The much lauded Truth and Reconciliation Commission (TRC) in South Africa never looked at grand corruption nor concerned itself with the redistribution of wealth. The TRC report admitted its limitations when it stated ‘the consequences of human rights violations cannot be measured only in the human lives lost through death, detentions and disappearances, but in the human lives withered away through enforced poverty and other kinds of deprivation’.

In Kenya we know there is a clear link between grand corruption, kleptocracy and the endemic poverty of the majority of our people who live closer to death than to life. In other words the pain of millions of Kenyans is a result of the gain of a few dozen villains who looted the country’s coffers and who must now be held accountable.

South Africans may have discovered and acknowledged the truth about apartheid – if there was any doubt about its excesses in the first place – but no real reconciliation has taken place because the economic crimes have not been addressed. Appallingly, the victims of apartheid were granted just a few hundred dollars each as reparations for their suffering. The TRC did propose that beneficiaries of the Apartheid regime should pay a ‘wealth tax’ but that recommendation was ignored by the ANC administration.

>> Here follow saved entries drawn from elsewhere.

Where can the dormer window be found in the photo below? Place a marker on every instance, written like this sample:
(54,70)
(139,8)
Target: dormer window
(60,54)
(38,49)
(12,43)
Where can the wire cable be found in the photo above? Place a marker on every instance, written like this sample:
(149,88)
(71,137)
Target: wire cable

Yet, the 55,000 registered members of the Khulumani Support Group in South Africa are currently suing 23 corporations like Barclays Bank, Ford Motors and IBM in a New York Court for their role in benefiting from an Apartheid regime that had been outlawed by International Law. They rightly claim that the apartheid system relied heavily on the large corporations’ financial and logistical support. This seems the last hope of reparations for the victims of the criminal apartheid system.

The TJRC Act permits conditional amnesty for gross human violations and economic crimes providing that full disclosure is made. Article 34(4) (b), moreover, states that restitution will be a requirement for amnesty for economic crimes. Note, that it does not require full restitution nor mention cumulative interest on top. Worse still, restitution is not even defined in the Act. We will surely end up with mere tokenism with regard to restitution and recovery of stolen assets.

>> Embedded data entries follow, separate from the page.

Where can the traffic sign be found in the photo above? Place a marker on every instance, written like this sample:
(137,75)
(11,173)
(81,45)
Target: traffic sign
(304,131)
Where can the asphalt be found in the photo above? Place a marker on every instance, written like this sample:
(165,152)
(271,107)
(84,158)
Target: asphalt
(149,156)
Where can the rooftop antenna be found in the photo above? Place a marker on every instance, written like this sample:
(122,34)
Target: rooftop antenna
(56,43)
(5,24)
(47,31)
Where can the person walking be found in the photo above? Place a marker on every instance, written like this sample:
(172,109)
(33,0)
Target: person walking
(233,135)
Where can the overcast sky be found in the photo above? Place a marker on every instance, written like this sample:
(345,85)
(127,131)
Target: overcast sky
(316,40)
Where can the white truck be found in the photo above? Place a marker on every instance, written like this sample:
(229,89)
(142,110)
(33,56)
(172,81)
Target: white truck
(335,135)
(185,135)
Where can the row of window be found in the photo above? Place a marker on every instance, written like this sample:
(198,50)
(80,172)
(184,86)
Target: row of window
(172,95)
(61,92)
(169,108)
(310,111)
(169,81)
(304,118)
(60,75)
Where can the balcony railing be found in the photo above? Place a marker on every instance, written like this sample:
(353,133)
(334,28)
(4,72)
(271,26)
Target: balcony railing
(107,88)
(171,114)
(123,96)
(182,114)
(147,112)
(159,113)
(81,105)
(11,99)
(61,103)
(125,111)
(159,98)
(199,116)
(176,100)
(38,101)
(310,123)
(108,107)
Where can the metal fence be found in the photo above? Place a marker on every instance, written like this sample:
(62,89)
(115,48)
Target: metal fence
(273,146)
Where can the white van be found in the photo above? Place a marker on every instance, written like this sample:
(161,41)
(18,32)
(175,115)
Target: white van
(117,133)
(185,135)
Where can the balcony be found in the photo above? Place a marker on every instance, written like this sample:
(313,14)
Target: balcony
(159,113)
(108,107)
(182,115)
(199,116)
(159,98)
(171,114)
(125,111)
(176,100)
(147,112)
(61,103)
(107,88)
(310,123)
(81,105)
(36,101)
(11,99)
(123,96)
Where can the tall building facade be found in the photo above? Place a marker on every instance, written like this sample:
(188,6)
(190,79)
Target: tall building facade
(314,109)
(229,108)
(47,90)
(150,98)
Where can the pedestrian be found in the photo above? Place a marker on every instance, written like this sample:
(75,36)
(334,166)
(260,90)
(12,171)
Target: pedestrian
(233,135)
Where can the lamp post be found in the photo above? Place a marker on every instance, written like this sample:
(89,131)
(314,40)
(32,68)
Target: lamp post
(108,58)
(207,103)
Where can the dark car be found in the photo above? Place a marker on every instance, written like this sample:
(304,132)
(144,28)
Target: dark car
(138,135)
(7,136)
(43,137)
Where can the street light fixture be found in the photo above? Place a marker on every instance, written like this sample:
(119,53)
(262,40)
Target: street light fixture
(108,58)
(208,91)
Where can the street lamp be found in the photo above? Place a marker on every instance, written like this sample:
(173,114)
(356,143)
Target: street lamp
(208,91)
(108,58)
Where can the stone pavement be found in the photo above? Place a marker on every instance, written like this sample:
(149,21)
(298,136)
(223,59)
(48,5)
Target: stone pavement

Stolen African assets are equivalent to half of the continent’s external debt, while KACC has claimed that there are still $3billion of looted Kenyan cash in foreign banks. Kroll Associates were hired by the Narc regime in 2003 to investigate these crimes but were later unceremoniously fired when they discovered the truth of Goldenberg and Anglo Leasing.

Truth Commissions are established to reconceive society, yet that is not possible without addressing the redistribution of wealth, land and property and recovering stolen assets. Truth Commissions must also be victim centred. In an impoverished country like Kenya any reparations programme that does not include compensation, restitution and rehabilitation will fail the victims.

I see no possibility of reparations for Kenyan victims unless looted wealth is recovered and used to compensate them. Put another way any talk of amnesty must be based on asset recovery that then becomes a source of reparations. But are TJRC up to the task?